In conjunction with balanced performance-tier block storage, bare metal servers and VMs can effectively create file servers using NFS or parallel file systems. Training results are stored in OCI Object Storage. You can quickly provision and deprovision OCI GPU clusters on-demand, delivering a flexible and scalable solution for HPC, AI, and ML workloads. When on-premises GPU clusters are fully utilized for existing workloads, OCI enables enterprises to deploy more GPU resources in the cloud quickly. This capability helps ensure the seamless processing of AI training, inferencing, and other compute-intensive tasks. This approach prevents delays and optimizes resource utilization by dynamically expanding compute capacity as needed.
Example architectural diagram of a deployment of GPU cluster on OCI:
Conclusion
Access to on-demand GPU resources when needed can be a significant challenge for organizations that rely mainly on traditional on-premises GPU infrastructure.

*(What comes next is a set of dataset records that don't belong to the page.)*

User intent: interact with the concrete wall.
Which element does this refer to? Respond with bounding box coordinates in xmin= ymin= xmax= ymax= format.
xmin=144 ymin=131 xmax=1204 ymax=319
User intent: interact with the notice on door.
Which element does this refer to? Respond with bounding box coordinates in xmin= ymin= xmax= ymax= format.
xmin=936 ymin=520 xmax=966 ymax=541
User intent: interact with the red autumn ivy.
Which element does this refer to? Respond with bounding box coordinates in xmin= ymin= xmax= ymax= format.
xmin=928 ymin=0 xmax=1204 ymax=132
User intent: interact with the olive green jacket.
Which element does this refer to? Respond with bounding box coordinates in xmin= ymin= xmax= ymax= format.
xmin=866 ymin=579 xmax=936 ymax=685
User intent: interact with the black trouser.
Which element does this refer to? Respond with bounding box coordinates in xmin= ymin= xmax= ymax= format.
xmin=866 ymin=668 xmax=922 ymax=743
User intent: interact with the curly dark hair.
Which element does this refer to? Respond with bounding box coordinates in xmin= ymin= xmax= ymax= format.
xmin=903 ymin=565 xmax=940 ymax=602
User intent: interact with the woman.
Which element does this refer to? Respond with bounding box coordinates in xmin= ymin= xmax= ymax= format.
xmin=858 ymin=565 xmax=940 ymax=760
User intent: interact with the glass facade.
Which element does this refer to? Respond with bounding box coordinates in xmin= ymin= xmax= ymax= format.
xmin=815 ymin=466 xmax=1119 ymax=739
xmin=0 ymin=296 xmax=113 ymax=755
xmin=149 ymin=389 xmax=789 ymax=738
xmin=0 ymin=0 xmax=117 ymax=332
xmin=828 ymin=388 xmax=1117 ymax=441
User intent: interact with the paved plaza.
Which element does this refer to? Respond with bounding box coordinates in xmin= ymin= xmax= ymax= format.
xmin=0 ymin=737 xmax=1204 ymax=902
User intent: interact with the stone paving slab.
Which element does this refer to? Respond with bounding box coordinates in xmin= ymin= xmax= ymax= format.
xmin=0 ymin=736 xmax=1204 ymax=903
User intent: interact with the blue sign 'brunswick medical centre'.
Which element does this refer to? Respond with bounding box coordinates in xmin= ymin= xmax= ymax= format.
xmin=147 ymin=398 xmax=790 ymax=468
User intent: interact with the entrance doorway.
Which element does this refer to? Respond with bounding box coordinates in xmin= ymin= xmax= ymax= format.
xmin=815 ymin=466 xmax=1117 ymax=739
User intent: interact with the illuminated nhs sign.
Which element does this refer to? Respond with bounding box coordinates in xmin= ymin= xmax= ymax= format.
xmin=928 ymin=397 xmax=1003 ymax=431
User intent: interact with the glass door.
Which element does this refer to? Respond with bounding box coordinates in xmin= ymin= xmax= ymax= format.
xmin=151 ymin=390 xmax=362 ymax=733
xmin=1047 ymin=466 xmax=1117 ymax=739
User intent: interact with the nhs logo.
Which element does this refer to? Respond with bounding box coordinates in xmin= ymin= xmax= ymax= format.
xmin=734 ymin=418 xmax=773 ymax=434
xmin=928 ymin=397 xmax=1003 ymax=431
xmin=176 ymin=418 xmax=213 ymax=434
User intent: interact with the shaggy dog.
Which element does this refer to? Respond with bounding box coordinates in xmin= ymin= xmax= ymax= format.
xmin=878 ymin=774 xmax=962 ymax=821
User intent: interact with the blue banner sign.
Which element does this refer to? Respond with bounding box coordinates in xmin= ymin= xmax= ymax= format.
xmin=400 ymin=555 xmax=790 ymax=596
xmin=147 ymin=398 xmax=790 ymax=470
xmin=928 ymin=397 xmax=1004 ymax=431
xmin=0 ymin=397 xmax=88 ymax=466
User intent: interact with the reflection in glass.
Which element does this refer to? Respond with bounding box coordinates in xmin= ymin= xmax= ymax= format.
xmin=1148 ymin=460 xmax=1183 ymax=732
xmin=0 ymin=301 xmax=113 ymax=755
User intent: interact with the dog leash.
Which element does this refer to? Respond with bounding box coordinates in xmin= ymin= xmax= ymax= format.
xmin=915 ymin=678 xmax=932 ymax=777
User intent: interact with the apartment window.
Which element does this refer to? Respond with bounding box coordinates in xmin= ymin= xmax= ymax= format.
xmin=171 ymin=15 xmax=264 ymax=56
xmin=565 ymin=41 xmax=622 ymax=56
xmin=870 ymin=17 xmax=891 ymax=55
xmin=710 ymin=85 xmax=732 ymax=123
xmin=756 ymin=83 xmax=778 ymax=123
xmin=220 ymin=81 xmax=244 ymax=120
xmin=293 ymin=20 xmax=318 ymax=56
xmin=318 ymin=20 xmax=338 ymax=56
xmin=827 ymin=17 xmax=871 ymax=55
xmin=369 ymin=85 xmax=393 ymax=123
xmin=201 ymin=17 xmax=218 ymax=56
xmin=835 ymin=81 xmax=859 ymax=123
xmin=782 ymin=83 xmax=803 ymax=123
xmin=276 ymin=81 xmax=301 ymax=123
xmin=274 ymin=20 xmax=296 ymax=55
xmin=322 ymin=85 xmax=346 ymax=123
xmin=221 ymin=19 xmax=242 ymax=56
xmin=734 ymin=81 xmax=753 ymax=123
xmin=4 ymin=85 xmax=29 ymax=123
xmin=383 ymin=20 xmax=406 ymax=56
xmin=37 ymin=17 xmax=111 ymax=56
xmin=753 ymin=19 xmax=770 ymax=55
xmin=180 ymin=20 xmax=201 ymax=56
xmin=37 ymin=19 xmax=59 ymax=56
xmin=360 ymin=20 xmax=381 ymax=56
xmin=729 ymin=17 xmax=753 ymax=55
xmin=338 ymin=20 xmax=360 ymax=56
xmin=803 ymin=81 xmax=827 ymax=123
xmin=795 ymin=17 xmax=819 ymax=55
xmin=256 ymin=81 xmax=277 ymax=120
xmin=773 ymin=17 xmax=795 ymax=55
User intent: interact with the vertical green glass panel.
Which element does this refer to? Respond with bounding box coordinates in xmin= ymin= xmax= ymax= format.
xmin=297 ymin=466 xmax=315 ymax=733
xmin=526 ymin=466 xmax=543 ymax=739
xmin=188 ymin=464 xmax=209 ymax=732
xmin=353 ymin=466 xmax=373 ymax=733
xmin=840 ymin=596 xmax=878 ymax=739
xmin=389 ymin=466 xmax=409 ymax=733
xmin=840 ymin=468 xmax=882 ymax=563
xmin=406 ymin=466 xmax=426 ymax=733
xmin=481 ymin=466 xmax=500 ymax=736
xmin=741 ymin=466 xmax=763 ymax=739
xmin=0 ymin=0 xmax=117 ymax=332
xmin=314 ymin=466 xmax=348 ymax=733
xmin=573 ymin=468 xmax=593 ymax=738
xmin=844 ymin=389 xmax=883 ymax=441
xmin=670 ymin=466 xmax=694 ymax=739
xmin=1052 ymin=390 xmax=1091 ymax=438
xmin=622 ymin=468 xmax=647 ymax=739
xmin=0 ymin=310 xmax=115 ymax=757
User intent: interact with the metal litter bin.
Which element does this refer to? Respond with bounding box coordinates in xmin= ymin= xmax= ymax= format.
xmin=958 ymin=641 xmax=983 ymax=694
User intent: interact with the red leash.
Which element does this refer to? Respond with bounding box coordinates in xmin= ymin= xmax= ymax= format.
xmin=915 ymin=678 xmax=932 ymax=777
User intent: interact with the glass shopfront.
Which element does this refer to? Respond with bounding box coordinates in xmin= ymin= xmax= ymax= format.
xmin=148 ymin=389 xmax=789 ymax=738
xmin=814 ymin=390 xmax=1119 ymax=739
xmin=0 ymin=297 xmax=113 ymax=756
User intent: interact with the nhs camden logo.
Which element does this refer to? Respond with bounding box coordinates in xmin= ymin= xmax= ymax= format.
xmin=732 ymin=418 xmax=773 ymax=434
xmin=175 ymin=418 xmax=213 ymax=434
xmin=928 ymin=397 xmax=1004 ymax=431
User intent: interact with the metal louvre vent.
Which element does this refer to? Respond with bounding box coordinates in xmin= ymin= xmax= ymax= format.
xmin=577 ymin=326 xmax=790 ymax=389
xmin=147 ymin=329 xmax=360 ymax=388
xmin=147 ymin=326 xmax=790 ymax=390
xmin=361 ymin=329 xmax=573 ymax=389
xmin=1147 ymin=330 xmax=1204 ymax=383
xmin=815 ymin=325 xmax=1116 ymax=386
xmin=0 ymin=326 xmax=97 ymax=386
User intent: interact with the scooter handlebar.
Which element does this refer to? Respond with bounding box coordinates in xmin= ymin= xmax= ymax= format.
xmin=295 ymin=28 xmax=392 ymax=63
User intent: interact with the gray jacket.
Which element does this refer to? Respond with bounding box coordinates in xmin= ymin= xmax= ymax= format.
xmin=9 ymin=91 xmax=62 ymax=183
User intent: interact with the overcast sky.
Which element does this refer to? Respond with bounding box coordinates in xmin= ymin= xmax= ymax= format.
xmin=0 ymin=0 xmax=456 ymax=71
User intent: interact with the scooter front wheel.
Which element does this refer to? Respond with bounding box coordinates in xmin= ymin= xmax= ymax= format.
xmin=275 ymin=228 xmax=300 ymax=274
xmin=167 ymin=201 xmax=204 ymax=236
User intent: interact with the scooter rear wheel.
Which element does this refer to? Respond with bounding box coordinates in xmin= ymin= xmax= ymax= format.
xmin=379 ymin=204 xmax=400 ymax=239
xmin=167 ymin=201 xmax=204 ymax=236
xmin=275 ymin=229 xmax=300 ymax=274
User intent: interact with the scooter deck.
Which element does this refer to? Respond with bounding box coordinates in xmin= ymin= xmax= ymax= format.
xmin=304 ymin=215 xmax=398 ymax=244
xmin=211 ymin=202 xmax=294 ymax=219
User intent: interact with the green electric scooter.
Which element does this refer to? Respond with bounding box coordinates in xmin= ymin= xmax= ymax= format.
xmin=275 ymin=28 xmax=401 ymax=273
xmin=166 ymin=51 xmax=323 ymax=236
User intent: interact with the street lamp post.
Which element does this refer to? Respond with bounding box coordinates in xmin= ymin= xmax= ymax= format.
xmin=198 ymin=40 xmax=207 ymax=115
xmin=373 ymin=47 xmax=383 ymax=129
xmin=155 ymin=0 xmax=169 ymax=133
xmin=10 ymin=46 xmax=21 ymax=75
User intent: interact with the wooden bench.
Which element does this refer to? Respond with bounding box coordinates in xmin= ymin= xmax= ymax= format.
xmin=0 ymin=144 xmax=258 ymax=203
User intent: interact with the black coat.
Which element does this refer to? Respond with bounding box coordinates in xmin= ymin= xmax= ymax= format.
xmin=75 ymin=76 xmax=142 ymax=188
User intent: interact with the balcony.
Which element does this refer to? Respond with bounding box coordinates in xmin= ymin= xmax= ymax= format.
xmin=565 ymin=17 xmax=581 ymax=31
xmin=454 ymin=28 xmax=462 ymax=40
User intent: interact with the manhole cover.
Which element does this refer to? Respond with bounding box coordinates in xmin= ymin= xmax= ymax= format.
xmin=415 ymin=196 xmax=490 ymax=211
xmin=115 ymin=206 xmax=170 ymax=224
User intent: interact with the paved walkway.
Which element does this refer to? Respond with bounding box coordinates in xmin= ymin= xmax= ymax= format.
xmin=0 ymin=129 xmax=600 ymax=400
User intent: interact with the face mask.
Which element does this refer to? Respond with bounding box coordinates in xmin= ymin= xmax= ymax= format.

Whether you require extensive deployments across thousands of GPUs or just a few, on-premises fixed GPU clusters and legacy cloud providers with rigid GPU solutions can make managing costs difficult for many organizations. OCI offers bare metal and VM GPU solutions that provide exceptional performance, scalability, and cost efficiency for those running AI training models, deep learning inferences, high-performance simulations, or complex data analytics. With industry-leading networking capabilities, high-throughput GPUs, and flexible pricing options, Oracle Cloud Infrastructure stands out as the optimal cloud platform for enterprises seeking on-demand, high-performance GPU computing at a lower total cost.